ECLI:NL:CRVB:2011:BR4303
Centrale Raad van Beroep
- Hoger beroep
- Rechtspraak.nl
Afwijzing verzoek om herziening van een eerdere uitspraak inzake deelname aan de vrijwillige voortgezette verzekering AOW
In deze zaak heeft de Centrale Raad van Beroep op 5 augustus 2011 uitspraak gedaan op een verzoek om herziening van een eerdere uitspraak van de Raad van 31 december 2008. Verzoeker, die in het verleden premies voor de Algemene Ouderdomswet (AOW) heeft betaald, verzocht om herziening van de afwijzing van zijn verzoek om deelname aan de vrijwillige voortgezette verzekering. De Sociale verzekeringsbank (Svb) had eerder geoordeeld dat verzoeker niet in aanmerking kwam voor deze verzekering, omdat er geen feiten of omstandigheden waren die dit rechtvaardigden. Tijdens de zitting op 24 juni 2011 was verzoeker niet aanwezig, maar de Svb werd vertegenwoordigd door mr. M.F. Sturmans.
De Raad overwoog dat het bijzondere rechtsmiddel van herziening enkel kan worden ingeroepen op basis van nieuwe feiten of omstandigheden, zoals vastgelegd in artikel 8:88 van de Algemene wet bestuursrecht (Awb). Verzoeker heeft echter geen nieuw feit of nieuwe omstandigheid kunnen aanvoeren die de eerdere beslissing zou kunnen veranderen. De Raad bevestigde dat de eerdere uitspraak van de rechtbank Roermond, die de afwijzing van de Svb had bekrachtigd, terecht was. De Raad concludeerde dat het verzoek om herziening moest worden afgewezen, en er was geen aanleiding voor een proceskostenveroordeling.

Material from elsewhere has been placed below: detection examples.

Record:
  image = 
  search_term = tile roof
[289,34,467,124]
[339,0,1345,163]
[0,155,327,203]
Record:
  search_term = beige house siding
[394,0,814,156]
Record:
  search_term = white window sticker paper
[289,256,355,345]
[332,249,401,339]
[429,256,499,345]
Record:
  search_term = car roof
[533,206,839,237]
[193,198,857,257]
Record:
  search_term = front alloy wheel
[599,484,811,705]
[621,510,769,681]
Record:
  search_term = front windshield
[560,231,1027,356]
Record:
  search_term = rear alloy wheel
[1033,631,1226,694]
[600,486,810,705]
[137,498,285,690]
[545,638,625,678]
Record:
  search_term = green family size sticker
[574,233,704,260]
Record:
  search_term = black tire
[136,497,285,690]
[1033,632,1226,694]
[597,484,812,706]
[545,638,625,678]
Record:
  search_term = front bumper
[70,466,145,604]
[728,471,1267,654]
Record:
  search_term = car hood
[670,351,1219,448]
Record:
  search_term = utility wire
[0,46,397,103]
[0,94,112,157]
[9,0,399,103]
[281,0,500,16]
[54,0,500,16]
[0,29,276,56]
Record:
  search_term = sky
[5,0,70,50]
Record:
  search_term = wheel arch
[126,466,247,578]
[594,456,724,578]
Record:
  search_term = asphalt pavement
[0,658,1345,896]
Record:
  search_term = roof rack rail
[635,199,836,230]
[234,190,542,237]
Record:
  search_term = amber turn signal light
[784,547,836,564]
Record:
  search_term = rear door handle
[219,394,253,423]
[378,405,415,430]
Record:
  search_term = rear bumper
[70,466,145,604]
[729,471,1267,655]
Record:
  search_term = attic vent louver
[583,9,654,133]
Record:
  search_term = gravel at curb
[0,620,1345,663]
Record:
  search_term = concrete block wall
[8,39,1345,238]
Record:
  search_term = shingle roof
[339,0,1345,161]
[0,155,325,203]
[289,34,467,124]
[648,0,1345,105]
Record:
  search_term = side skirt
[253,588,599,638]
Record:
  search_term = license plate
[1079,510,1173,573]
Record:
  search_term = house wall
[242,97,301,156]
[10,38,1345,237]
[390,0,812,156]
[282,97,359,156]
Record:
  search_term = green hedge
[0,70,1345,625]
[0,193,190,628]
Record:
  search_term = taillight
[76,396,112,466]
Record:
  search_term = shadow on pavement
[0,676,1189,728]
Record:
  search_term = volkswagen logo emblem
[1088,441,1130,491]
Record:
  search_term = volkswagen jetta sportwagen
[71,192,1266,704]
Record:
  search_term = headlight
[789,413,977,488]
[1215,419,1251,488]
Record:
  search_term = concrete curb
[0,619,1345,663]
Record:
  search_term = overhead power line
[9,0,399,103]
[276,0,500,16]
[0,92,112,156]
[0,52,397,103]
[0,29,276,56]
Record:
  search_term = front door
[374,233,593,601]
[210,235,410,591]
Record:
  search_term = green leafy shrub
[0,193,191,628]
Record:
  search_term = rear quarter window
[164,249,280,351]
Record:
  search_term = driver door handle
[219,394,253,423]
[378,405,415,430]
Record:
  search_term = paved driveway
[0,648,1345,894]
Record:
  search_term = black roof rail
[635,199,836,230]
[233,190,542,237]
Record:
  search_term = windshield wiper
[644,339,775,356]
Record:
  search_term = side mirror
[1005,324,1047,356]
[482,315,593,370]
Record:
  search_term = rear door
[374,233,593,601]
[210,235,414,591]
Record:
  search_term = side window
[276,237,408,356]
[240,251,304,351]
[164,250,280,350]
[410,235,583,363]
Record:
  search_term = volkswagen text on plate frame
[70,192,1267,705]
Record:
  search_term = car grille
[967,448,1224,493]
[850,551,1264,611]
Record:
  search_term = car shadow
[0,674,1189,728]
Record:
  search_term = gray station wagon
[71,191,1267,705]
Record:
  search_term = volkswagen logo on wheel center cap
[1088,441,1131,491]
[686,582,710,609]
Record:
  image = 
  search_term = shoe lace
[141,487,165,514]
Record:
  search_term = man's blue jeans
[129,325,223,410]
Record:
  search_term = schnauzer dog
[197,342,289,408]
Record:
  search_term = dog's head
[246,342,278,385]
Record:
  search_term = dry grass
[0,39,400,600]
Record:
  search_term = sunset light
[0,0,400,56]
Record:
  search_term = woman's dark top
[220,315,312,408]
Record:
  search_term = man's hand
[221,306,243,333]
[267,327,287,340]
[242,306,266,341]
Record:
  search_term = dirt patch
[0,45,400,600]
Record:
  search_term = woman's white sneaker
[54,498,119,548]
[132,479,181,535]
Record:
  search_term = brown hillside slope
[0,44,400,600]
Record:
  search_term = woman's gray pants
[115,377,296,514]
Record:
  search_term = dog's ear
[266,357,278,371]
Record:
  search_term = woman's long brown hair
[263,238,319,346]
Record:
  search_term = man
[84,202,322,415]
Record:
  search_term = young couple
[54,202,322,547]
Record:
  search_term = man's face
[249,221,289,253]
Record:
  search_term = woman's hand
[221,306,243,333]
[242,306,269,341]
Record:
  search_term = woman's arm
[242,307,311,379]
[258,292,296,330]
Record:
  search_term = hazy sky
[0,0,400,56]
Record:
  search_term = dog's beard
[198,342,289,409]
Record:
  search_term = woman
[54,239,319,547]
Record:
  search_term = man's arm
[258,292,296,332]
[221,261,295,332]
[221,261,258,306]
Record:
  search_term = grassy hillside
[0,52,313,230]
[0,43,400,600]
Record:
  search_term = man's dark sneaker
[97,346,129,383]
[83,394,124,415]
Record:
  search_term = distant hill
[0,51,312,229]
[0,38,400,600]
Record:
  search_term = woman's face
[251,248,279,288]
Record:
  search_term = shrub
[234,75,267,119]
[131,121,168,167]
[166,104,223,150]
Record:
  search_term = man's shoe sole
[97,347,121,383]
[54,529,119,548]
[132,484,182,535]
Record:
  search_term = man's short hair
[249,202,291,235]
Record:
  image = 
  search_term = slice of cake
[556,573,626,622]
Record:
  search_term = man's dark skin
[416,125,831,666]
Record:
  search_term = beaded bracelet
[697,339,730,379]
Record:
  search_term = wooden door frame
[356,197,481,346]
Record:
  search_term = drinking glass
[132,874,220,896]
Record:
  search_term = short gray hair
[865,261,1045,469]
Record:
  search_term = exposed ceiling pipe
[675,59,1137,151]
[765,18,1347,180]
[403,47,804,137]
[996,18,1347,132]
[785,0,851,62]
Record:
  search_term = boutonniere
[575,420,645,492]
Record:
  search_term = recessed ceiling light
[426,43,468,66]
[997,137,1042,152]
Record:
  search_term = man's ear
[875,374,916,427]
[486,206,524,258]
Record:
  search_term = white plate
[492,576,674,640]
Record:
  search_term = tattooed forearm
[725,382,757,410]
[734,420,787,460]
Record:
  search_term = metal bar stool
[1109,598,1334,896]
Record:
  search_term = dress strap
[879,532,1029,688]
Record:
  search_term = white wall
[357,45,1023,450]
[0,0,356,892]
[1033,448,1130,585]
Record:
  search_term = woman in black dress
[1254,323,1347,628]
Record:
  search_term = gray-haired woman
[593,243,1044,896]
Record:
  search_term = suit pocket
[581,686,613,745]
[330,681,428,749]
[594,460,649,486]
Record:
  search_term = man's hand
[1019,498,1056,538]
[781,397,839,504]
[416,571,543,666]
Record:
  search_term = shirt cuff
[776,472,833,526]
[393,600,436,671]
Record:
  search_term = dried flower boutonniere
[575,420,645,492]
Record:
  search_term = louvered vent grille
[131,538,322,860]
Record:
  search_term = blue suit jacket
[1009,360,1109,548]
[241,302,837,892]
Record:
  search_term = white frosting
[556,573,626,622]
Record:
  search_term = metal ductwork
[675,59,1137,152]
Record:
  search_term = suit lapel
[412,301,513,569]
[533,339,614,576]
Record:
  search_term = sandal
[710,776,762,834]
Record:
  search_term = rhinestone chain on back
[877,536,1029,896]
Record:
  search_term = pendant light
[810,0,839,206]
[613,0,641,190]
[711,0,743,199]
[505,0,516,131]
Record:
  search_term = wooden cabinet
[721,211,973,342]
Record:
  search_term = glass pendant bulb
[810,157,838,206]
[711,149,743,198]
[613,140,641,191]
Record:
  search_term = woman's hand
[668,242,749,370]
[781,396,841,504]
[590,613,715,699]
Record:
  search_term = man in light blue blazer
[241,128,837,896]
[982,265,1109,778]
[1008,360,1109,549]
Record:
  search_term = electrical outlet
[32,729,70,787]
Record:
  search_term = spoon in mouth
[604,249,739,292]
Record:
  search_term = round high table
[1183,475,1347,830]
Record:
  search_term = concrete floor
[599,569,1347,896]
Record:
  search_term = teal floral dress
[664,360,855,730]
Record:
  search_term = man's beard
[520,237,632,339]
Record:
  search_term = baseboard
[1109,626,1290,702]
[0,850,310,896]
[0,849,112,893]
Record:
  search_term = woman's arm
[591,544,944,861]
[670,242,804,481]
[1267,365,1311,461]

De uitspraak werd gedaan door E.E.V. Lenos, in aanwezigheid van griffier M.R. van der Vos, en werd openbaar uitgesproken op dezelfde datum. De Raad benadrukte dat het herzieningsverzoek niet bedoeld is voor een hernieuwde discussie over de zaak, maar enkel voor het aanvoeren van nieuwe feiten die niet eerder bekend waren.